Not all the methods for influence function calculation can scale to large models and datasets. In this notebook we will use the Kronecker-Factored Approximate Curvature method, which is the only one that can scale to current state-of-the-art language models.

The notebook is structured as follows:

  • Setup imports the required libraries and downloads the dataset and the model.
  • Sentiment analysis loads the model and the dataset and goes through a few examples of sentiment analysis.
  • Model and data preparation prepares the model and the dataset for influence function calculation.
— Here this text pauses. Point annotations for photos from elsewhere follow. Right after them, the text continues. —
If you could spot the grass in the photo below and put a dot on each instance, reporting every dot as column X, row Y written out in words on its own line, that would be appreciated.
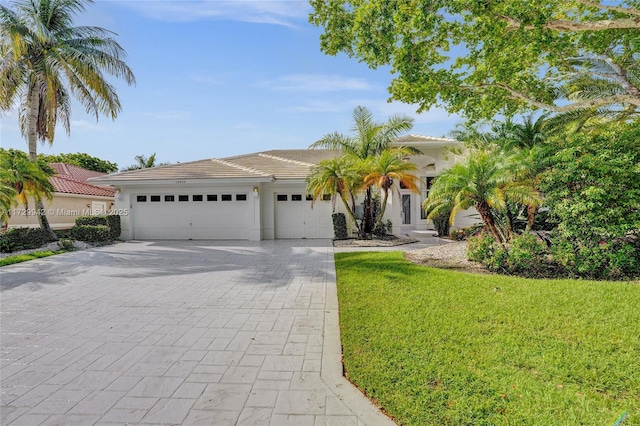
column 26, row 257
column 436, row 347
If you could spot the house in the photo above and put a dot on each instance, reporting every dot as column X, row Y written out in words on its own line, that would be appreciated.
column 74, row 196
column 258, row 196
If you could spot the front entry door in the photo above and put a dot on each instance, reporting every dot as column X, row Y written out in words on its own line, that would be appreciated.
column 406, row 209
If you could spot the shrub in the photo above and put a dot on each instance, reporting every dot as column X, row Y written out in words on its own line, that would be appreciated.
column 480, row 248
column 110, row 221
column 22, row 239
column 339, row 226
column 527, row 256
column 91, row 233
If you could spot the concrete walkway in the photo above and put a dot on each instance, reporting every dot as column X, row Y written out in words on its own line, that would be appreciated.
column 213, row 333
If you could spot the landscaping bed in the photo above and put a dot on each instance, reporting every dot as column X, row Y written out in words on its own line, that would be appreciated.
column 440, row 347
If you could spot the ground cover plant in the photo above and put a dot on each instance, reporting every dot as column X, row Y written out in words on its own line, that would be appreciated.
column 435, row 347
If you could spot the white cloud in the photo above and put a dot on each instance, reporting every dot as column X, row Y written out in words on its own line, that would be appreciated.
column 285, row 13
column 315, row 83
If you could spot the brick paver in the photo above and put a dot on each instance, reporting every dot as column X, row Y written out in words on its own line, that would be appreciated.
column 215, row 333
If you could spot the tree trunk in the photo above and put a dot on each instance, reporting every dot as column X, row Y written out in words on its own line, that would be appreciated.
column 32, row 140
column 487, row 218
column 531, row 216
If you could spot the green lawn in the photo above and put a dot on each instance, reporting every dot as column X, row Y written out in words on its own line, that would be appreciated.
column 436, row 347
column 25, row 257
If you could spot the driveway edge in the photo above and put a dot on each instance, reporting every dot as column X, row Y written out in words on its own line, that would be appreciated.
column 331, row 371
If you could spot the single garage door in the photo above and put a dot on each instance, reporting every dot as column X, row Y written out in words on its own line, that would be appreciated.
column 294, row 217
column 197, row 216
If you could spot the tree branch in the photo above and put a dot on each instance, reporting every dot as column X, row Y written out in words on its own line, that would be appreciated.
column 597, row 5
column 565, row 25
column 591, row 103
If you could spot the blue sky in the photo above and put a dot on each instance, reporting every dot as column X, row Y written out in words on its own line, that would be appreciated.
column 222, row 78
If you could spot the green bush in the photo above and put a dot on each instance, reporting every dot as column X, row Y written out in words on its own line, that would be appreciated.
column 115, row 228
column 16, row 239
column 480, row 248
column 615, row 259
column 110, row 221
column 527, row 255
column 91, row 233
column 339, row 226
column 592, row 190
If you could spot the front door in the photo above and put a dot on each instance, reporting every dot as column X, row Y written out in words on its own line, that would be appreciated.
column 406, row 209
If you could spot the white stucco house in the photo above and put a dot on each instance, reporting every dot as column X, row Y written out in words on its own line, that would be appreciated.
column 258, row 196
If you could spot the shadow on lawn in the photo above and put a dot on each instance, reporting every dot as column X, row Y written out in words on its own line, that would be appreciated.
column 255, row 262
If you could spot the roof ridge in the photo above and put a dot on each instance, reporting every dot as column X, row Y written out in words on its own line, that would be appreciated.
column 237, row 166
column 288, row 160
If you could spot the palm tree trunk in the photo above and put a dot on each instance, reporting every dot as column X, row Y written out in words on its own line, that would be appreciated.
column 32, row 140
column 383, row 207
column 487, row 217
column 531, row 216
column 351, row 213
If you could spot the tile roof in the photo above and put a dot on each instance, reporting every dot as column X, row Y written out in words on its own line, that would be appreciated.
column 276, row 164
column 73, row 180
In particular, it assigns all the linear layers to require gradients and wraps the model so that only logits are returned (and not the loss or attention masks).
  • Influence function computation : shows how to calculate the influence function for a few test and train examples.
  • Analysis of influence values : analyses the influence values, trying to extract general information about the model and how it is affected by corruption in the training data.
  • Influence functions by layer : since ekfac is based on a block diagonal approximation of the Fisher information matrix, we can compute the influence function separately for each layer of the neural network. This section shows how to do that and how to analyse the results.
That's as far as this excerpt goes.